Copenhood pt. 1: Indre By
Regardless of whether you find yourself in Copenhagen in the middle of the brutally long and dark winter or during the endless summer days, the city center will always be flooded with Danes, Scandinavians and tourists alike. Indre By, as the city center is also known, gives glimpses of the Copenhagen of the past – cobblestone streets, plazas, lush parks and palaces are littered throughout, setting the perfect atmosphere for those looking to relax and sip coffee (or daily brew if you want to do it as the Danes do).
The photos that Google shows when you punch in “Copenhagen” are more likely than not from Nyhavn, a canal that glows (even in January) from the brightly colored buildings that run alongside it. Boats that are either abandoned or docked just for show fill the canal to give the area a retro sailing town vibe and pays homage to its days as a greasy sailor joint and red light district. Things have definitely changed since then; instead of finding tattoo parlors and sailor bars, today you will find restaurants with English menus that serve pickled herring for $30. That’s right – $30. I wish I was kidding about that part, but hey, things don’t really grow in Scandinavia! In fairness though, the outdoor seating in Nyhavn is perfect for people-watching and Carlsberg sipping in the summer sun.
The summertime in Copenhagen brings festival galore and gives Danes a reason to shake off the months of cold. Just like Seattlites, Danes go bonkers when the sun is out and the longer days mean one thing – party time. For the last month, it seems like there has been a festival or holiday at least twice a week – Øl Fest (beer fest), Distortion (four days of partying that shut down entire neighborhoods) and holidays for no apparent reason. Also, a little event called Eurovision and it’s winning drag-queen, Conchita Wurst, took over the city with it’s delightful absurdity.

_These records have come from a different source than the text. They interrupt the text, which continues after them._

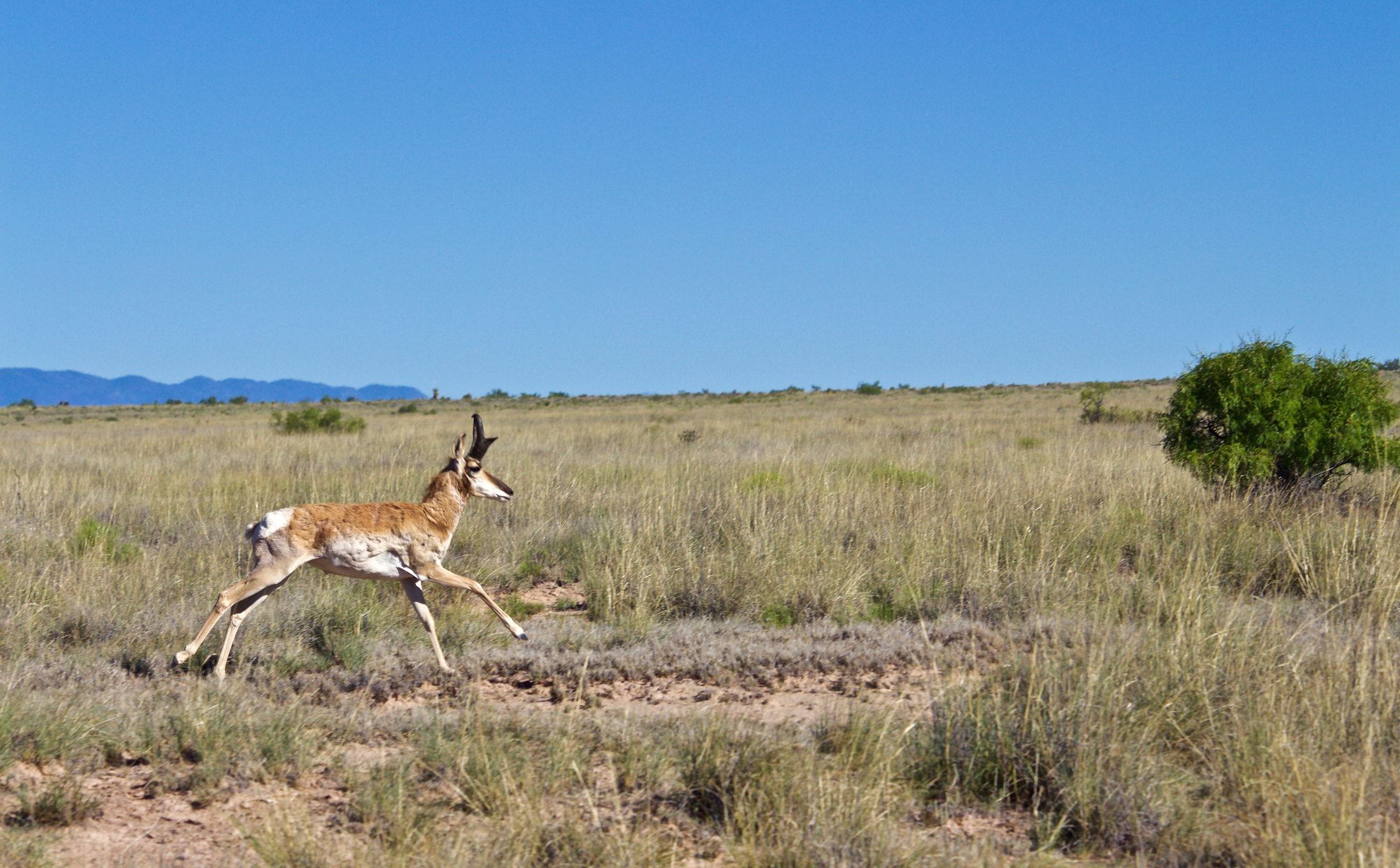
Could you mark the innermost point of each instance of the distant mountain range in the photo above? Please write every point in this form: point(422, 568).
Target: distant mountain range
point(86, 390)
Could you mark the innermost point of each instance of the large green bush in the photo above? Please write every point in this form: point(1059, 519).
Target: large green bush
point(1261, 415)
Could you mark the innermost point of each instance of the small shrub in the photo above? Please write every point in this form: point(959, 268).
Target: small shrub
point(97, 537)
point(1262, 415)
point(882, 611)
point(385, 802)
point(62, 804)
point(720, 760)
point(777, 615)
point(764, 481)
point(520, 609)
point(313, 420)
point(1094, 412)
point(889, 475)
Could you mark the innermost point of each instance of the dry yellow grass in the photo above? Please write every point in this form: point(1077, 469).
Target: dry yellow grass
point(1178, 675)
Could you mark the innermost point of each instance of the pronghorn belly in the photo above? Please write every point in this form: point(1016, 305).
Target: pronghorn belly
point(380, 566)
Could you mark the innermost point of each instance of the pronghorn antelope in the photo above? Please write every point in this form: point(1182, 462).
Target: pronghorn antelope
point(388, 541)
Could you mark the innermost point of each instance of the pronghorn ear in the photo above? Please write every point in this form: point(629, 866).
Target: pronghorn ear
point(479, 440)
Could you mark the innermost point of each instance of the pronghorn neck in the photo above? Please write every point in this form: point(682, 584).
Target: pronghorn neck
point(444, 500)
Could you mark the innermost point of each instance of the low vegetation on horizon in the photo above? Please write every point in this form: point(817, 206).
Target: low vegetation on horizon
point(1032, 637)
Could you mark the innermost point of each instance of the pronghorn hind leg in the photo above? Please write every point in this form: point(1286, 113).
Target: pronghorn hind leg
point(257, 580)
point(415, 590)
point(239, 612)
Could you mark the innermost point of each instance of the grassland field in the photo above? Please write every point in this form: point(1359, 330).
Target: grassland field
point(784, 629)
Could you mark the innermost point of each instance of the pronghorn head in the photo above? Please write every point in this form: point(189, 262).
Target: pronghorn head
point(467, 462)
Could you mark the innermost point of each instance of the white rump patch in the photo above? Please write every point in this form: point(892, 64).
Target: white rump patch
point(272, 523)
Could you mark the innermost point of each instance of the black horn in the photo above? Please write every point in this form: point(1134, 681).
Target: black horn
point(479, 440)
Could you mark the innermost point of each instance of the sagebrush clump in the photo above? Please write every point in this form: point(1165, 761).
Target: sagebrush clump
point(313, 420)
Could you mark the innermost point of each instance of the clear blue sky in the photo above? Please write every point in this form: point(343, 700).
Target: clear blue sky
point(650, 198)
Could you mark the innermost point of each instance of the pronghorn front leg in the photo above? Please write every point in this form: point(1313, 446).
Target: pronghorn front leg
point(415, 590)
point(446, 577)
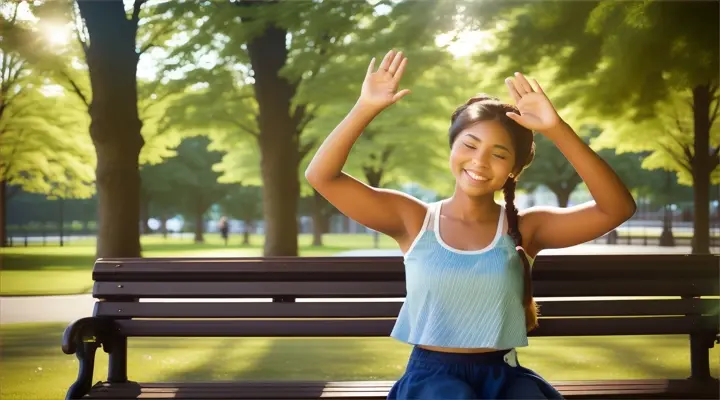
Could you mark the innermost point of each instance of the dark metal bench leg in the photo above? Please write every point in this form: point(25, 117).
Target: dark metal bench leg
point(700, 345)
point(86, 356)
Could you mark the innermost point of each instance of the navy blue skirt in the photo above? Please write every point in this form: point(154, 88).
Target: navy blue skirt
point(495, 375)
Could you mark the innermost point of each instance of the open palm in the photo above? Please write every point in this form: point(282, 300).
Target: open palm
point(536, 111)
point(380, 88)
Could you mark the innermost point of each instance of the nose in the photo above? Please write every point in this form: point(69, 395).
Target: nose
point(481, 159)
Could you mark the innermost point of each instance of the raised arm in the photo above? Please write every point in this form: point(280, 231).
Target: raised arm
point(554, 227)
point(390, 212)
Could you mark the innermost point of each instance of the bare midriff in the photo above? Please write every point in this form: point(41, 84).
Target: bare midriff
point(458, 349)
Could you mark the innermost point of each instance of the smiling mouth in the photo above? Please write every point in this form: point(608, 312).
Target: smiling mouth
point(475, 177)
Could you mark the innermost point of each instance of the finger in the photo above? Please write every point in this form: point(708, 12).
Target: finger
point(523, 83)
point(396, 62)
point(515, 117)
point(538, 88)
point(371, 67)
point(399, 95)
point(513, 91)
point(400, 70)
point(385, 64)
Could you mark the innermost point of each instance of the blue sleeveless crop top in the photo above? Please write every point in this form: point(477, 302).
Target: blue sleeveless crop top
point(462, 298)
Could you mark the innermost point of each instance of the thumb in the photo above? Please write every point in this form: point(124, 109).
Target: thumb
point(515, 117)
point(399, 95)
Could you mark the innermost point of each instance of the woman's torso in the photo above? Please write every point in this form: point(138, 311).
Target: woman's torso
point(481, 288)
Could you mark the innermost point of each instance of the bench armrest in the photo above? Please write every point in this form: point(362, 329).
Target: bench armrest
point(99, 328)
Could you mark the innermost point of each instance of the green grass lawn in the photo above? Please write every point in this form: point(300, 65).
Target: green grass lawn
point(38, 270)
point(34, 367)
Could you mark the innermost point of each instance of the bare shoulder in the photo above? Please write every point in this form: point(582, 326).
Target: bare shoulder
point(528, 221)
point(411, 210)
point(547, 227)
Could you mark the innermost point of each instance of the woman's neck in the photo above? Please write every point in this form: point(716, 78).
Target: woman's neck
point(463, 207)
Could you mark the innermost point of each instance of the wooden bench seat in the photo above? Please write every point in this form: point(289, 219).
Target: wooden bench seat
point(360, 297)
point(375, 390)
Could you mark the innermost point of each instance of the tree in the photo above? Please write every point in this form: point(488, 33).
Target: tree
point(187, 181)
point(42, 146)
point(552, 169)
point(243, 203)
point(628, 59)
point(292, 51)
point(109, 48)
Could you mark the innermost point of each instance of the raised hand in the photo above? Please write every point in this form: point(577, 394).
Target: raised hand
point(380, 87)
point(536, 111)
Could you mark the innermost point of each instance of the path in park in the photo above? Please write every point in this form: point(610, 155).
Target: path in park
point(68, 308)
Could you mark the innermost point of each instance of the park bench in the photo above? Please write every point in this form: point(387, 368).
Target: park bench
point(676, 290)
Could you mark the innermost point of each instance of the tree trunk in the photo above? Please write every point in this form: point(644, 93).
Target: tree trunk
point(115, 125)
point(3, 230)
point(199, 224)
point(246, 232)
point(701, 169)
point(163, 227)
point(666, 237)
point(278, 141)
point(318, 218)
point(144, 214)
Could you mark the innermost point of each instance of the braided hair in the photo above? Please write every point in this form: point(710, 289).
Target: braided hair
point(486, 108)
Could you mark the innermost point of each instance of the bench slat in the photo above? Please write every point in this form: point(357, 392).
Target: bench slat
point(379, 389)
point(249, 310)
point(379, 327)
point(248, 289)
point(645, 287)
point(579, 266)
point(385, 309)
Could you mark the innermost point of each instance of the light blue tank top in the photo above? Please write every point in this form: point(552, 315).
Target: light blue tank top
point(462, 298)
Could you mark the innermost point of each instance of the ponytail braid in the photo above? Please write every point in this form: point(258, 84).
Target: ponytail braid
point(531, 308)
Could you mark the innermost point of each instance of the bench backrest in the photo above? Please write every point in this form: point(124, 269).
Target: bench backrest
point(361, 296)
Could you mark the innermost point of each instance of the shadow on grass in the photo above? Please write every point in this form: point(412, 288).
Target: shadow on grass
point(30, 340)
point(39, 262)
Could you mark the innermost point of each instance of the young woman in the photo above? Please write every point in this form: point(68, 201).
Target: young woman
point(469, 297)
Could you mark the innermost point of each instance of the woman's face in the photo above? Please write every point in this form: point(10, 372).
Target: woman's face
point(482, 158)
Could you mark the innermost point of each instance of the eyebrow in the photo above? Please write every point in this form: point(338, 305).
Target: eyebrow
point(499, 146)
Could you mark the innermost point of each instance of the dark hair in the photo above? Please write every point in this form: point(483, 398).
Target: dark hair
point(488, 108)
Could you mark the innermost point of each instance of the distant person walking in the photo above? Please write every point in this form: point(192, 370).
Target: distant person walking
point(224, 227)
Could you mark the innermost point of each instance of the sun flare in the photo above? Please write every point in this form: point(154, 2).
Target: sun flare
point(56, 35)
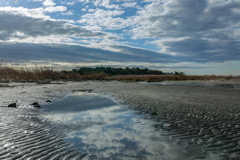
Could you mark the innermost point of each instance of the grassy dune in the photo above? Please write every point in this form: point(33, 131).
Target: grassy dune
point(36, 73)
point(159, 78)
point(23, 73)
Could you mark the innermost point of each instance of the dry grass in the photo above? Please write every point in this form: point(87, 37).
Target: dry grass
point(36, 73)
point(24, 73)
point(159, 78)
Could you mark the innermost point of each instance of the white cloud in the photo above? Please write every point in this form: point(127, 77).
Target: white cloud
point(68, 13)
point(32, 23)
point(106, 4)
point(103, 18)
point(130, 5)
point(55, 9)
point(49, 3)
point(68, 3)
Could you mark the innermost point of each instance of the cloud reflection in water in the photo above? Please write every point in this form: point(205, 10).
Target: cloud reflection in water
point(99, 126)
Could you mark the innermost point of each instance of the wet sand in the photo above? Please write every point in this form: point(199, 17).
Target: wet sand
point(208, 116)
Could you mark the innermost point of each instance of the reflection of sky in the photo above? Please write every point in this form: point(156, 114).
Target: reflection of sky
point(98, 125)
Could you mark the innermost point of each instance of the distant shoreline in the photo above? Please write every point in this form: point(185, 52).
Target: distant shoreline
point(197, 112)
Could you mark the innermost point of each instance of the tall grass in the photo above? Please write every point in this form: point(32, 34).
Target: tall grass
point(159, 78)
point(20, 73)
point(40, 73)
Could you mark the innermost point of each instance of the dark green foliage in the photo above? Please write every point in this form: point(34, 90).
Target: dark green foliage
point(110, 71)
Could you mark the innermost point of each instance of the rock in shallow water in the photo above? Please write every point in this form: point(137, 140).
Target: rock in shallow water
point(12, 105)
point(36, 105)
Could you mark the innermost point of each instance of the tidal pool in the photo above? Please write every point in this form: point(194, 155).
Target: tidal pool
point(105, 129)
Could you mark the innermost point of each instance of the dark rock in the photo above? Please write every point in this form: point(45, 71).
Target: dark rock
point(36, 105)
point(12, 105)
point(154, 113)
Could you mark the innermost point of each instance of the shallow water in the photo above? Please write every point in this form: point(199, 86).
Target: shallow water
point(104, 129)
point(89, 126)
point(172, 83)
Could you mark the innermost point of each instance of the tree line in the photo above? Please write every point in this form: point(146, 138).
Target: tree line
point(110, 71)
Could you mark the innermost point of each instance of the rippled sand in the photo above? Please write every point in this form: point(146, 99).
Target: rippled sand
point(206, 115)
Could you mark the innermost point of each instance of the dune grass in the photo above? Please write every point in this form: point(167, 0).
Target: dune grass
point(159, 78)
point(40, 73)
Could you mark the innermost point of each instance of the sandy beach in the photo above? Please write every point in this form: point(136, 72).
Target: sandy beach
point(207, 115)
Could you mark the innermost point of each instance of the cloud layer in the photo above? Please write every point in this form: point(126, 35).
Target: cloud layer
point(150, 31)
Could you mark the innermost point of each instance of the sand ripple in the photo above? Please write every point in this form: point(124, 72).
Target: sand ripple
point(26, 135)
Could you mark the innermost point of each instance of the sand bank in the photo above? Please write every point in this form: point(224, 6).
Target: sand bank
point(207, 115)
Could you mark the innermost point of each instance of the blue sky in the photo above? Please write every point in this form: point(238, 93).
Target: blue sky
point(196, 37)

Every capital has that one street where you hear a variety of languages and find posh people strutting their Louis Vuitton bags. In Copenhagen, Strøget is that street. Always bustling with people, Strøget always makes for a good walk especially if you’re new to the city. First things first, you have to get the pronunciation down – and trust me, it’s crazy. If it sounded how it’s spelled, it would sound something like “Str-oo-get”, but considering that Danish sounds like you’re perpetually speaking with a potato lodged in your throat, it sounds something like “St-OH-el”. Anyways, good luck with that one, but I digress. Strøget stretches around 8 blocs through most of the downtown area and is littered with Shawarma joints, high-end shopping, and street performers. If you’re the type that likes to be around a lot of people and burn holes in your wallet, this place is for you.
Some downtown areas lose their character once they become overran with tourists and corporations – Copenhagen’s Indre By is not one of those places. Yes, Strøget may be for the glitzy newcomers looking for European fashion, but the city center maintains it’s Danish-ness. The sense of hygge, the Danish word for comfort, still dominates this neighborhood – just ask the Danes munching on kage & kaffi.